The data are from a longitudinal study of 1,682 women in the volunteer Australian Twin Registry who were screened with a self-report health and lifestyle survey that included information about disordered eating. At the time of screening, in 1988–1989, they were between the ages of 30 and 45 years (mean=36.5, SD=4.7). These women were further interviewed over the telephone in 1992–1993 with a general semistructured psychiatric interview that included information about lifetime bulimia nervosa. The women indicating problems with eating from the first two waves of data were followed up during 1994–1995 and interviewed over the telephone more extensively about past history of bulimia nervosa, parental bonding, and temperament. Nine monozygotic twin pairs were found to be discordant for lifetime history of bulimia nervosa. The mean age of this group at the time of the third data collection was 40.3 years (SD=5.8), and their mean age at the first binge episode was 21.8 years (SD=7.3, range=16–38 years). Oral informed consent was obtained before the telephone interviews.

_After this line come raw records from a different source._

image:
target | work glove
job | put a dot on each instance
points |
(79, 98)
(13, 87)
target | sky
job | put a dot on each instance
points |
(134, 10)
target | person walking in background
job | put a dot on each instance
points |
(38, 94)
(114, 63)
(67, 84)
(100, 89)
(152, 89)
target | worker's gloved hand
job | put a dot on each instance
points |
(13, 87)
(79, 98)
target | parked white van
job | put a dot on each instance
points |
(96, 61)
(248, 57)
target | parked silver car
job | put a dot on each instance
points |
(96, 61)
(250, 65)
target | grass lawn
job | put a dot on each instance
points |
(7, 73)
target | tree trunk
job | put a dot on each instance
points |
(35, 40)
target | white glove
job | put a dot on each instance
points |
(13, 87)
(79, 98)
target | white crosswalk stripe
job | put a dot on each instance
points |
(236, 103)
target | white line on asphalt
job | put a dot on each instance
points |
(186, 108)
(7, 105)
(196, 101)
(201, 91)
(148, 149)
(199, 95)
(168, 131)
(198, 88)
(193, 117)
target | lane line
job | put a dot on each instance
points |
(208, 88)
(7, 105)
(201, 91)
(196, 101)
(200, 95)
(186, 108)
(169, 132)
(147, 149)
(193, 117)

The wave 3 interview was performed with the Eating Disorder Examination
(5), conducted by interviewers blind to information about the co-twins. The diagnostic questions of the Eating Disorder Examination were adapted to assess the presence of bulimia nervosa during the subject’s lifetime as well as over the previous 3 months. The Eating Disorder Examination also provides scores on four subscales, measuring dietary restraint, eating concern, weight concern, and shape concern over the previous 3 months. Other wave 3 measures included the Rosenberg Self-Esteem Scale
(6), the subscale for dichotomous thinking style of the Dysfunctional Attitude Scale
(7), and the “emotional reliance on another person” dimension of the Interpersonal Dependency Inventory
(8) to measure external control. Warmth and overprotection from parents in the first 16 years of life was measured with the 25-item Parental Bonding Inventory
(9), extensively used in the assessment of parental characteristics as influences on adjustment in adulthood
(10). Scores on the Tridimensional Personality Questionnaire
(11) were collected at wave 2, and information on birth weight, birth order (first born or second born), difficulties at birth, and six medical conditions before age 14 (migraine, hay fever, asthma, eczema, dust allergy, arthritis) was collected at wave 1. All wave 1 variables, with the exception of birth weight, were categorical.
Paired t tests were used for all continuous measures, and McNemar’s exact test was used for categorical variables. Given the clear directional hypotheses from the research literature, one-tailed significance was used for all t tests (with the exception of birth weight). All analyses were conducted by using SPSS for Unix, Release 6.1 (Chicago, SPSS).